La peinture figure une dame d’un certain âge en habit de deuil. Elle porte, sur sa robe noire aux manches à revers d’hermine ou de renard blanc, une gorgerette de velours noir qui recouvre le décolleté. Sa tête est couverte d’un attifet de velours noir doublé de mousseline blanche avec un voile du même velours. Portée par les veuves même remariées, cette coiffe était parfois, comme ici, associée à un bonnet qui dissimulait complètement la chevelure. C’est l’attifet, l’absence de toute couleur autre que le noir et le blanc, ainsi que de tout ornement en orfèvrerie qui permettent de rejeter les identifications traditionnelles des portraits de Houston avec Isabelle de Savoie, comtesse du Bouchage, et sa fille, Marie de Batarnay, maréchale de Joyeuse, mais également de conforter celle de notre panneau. Le revers comporte en effet une annotation ancienne qui reconnait dans le modèle Louise de Montmorency, maréchale de Châtillon.

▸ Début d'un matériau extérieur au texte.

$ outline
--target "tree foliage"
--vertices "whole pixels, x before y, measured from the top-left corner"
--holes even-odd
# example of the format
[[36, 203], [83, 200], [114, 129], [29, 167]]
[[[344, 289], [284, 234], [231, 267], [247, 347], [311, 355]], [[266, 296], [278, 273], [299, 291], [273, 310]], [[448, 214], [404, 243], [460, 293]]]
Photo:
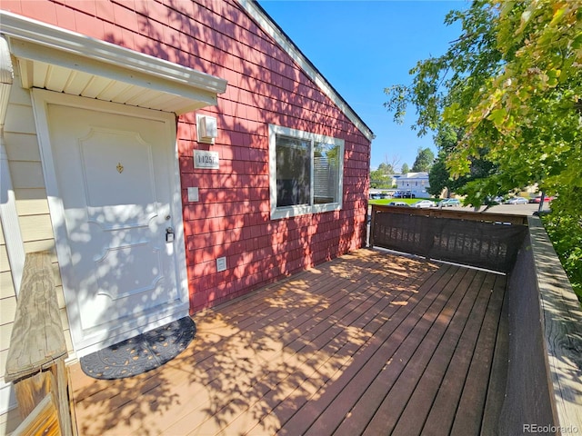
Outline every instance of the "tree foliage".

Fille aînée de Guillaume de Montmorency et d’Anne Pot, dame de la Rochepot, Louise fut la sœur aînée du connétable. En 1505, elle épousa Ferri de Mailly, seigneur de Conti, chambellan du roi et sénéchal d’Anjou, et fut nommée dame d’honneur de la reine Anne de Bretagne.
Le couple eut trois enfants, un fils Jean, tué en Italie en 1528, et deux filles, Louise entrée en religion et Madeleine, future dame de Roye, née quelques mois après que son père fût tué à Milan en 1511. En 1514, Louise contracta une seconde union avec Gaspard Ier de Coligny, seigneur de Châtillon et maréchal de France qui lui donna quatre fils, chaque naissance soigneusement fixée par la maréchale dans son Livre d’Heures conservé dans les collections royales des Pays-Bas : Pierre – mort jeune –, Odet, Gaspard, seigneur de Coligny, et François, seigneur d’Andelot.

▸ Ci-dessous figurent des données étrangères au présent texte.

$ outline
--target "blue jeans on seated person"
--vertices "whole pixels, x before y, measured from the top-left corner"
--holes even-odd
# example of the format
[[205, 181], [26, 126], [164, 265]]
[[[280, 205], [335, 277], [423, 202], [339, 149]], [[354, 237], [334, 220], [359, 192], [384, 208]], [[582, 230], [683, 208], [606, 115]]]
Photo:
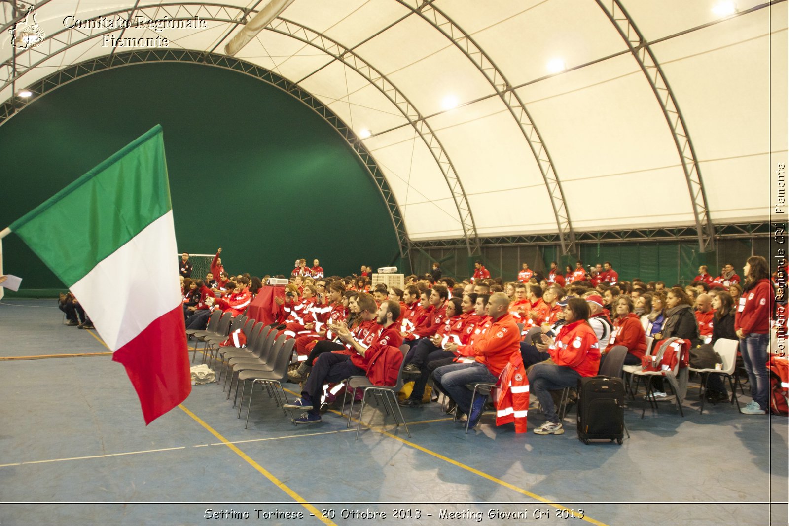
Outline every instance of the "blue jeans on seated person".
[[452, 364], [444, 365], [433, 371], [436, 386], [448, 395], [461, 411], [469, 414], [471, 408], [471, 391], [466, 389], [468, 383], [479, 382], [495, 382], [498, 378], [479, 362], [473, 364]]
[[565, 387], [575, 387], [581, 378], [577, 371], [555, 364], [537, 364], [529, 373], [529, 390], [537, 395], [548, 422], [558, 423], [559, 415], [553, 405], [553, 397], [548, 391]]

De nouveau veuve en 1522, elle décida de ne plus se remarier et se consacra à ses enfants. Elle ne revint à la cour que sept ans plus tard, ayant confié l’éducation de ses fils à l’humaniste Nicolas Bérauld et comme dame d’honneur de Marguerite d’Angoulême, reine de Navarre. Spirituelle, pieuse et cultivée, Louise était depuis longtemps très proche de la sœur du roi qui l’appelait dans ses lettres « ma bonne cousine et parfaite amie ». Lorsqu’en 1530, François Ier constitua une maison française pour sa seconde femme, Éléonore d’Autriche, il nomma la maréchale de Châtillon première dame d’honneur. Peu après, ses fils firent leur débuts à la cour, soutenus par leur oncle, le tout-puissant Anne de Montmorency.
La disgrâce du connétable en 1541 entraîna une mise à l’écart de sa famille, minorée par l’affection que le Dauphin, futur Henri II, portait à Montmorency et aux jeunes Coligny. Louise se retira à Châtillon-sur-Loing et plongea dans les lectures pieuses. Elle fut la première de sa famille à se convertir ouvertement à la Réforme. En 1547, sentant sa mort proche, elle refusa l’assistance d’un prêtre.
D’après les habits du modèle, notre portrait date de 1540 environ. Louise était alors veuve depuis dix-huit ans et approchait la cinquantaine, ce qui concorde parfaitement avec notre œuvre. Enfin, la mise du personnage sied remarquablement à une dame du rang de la maréchale. Il s’agirait alors de son unique portrait connu. De fait, son Livre d’heures ne comporte aucune représentation d’elle et son visage dans le vitrail de la Collégiale Saint-Martin à Montmorency – réalisés entre 1524 et 1545, les vitraux du cœur comportent les portraits des Montmorency et de leurs alliés – n’est qu’une restitution maladroite du XIXe siècle.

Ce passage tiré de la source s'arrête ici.